The issuance of this opinion was approved by an authorized committee of Wells Fargo Securities. Wells Fargo Securities is the trade name for certain capital markets and investment banking services of Wells Fargo & Company and its subsidiaries, including Wells Fargo Securities, LLC. Wells Fargo Securities has been engaged to act as financial advisor to the Company in connection with the Transaction and will receive a fee for such services, a portion of which will be payable upon delivery of this opinion and a significant portion of which is contingent upon the consummation of the Offer. In addition, the Company has agreed to reimburse certain expenses incurred by Wells Fargo Securities in connection with its engagement, and has agreed to indemnify us and certain related parties against certain liabilities that may arise out of our engagement.

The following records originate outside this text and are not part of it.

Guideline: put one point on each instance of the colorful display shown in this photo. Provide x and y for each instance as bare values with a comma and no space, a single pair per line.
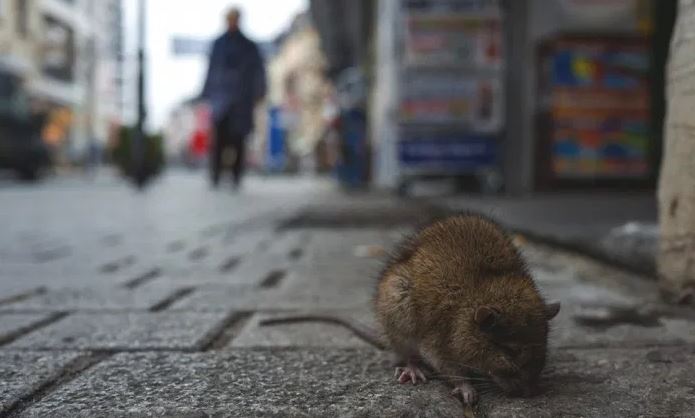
600,109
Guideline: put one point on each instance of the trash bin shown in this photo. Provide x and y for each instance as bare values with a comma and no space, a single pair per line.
276,153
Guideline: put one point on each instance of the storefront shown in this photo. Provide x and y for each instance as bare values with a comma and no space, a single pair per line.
551,94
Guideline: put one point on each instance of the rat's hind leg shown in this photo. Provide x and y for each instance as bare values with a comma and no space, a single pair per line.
466,393
411,372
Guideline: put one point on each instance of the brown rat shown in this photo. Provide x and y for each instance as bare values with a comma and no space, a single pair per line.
458,299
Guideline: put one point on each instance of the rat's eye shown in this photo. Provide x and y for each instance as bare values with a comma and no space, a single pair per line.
511,350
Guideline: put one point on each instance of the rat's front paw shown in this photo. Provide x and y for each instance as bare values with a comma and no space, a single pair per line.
466,392
410,373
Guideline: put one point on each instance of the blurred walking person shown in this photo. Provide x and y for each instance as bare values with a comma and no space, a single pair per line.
234,84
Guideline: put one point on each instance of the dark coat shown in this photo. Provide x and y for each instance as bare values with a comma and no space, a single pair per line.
235,80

Wells Fargo Securities and our affiliates provide a full range of investment banking and financial advisory services, securities trading and brokerage services and lending services. In the ordinary course of business, Wells Fargo Securities and our affiliates may hold long or short positions, and may trade or otherwise effect transactions, for our and their own accounts and for the accounts of customers, in the equity, debt and other securities and financial instruments (including bank loans and other obligations) of the Company, Parent and their affiliates, as well as provide investment banking and other financial services to such companies and entities. Wells Fargo Securities and our affiliates, including Wells Fargo Bank, N.A., have in the past provided, may currently be providing and may in the future provide investment banking and other financial services to the Company, Parent and certain of their respective affiliates for which we and our affiliates have received and would expect to receive compensation, including being a lender to the Company pursuant to a revolving credit agreement between the Company and Wells Fargo Bank, N.A. Wells Fargo Securities and our affiliates have adopted policies and procedures designed to preserve the independence of our research and credit analysts whose views may differ from those of the members of the team of investment banking professionals that advised the Company with respect to the Transaction.

It is understood that this opinion is for the information and use of the Board of Directors of the Company (in its capacity as such) in connection with its evaluation of the Transaction and should not be construed as creating, and Wells Fargo Securities shall not be deemed to have, any fiduciary duty to the Board of Directors of the Company, the Company, any security holder or creditor of the Company or any other person, regardless of any prior or ongoing advice or relationships. Our opinion may not be disclosed, summarized, excerpted from, or otherwise publicly referred to without our prior written consent.

Based upon and subject to the foregoing, it is our opinion that, as of the date hereof, the Per Share Consideration to be received by the Unaffiliated Shareholders in the Transaction pursuant to the Agreement is fair, from a financial point of view, to such holders.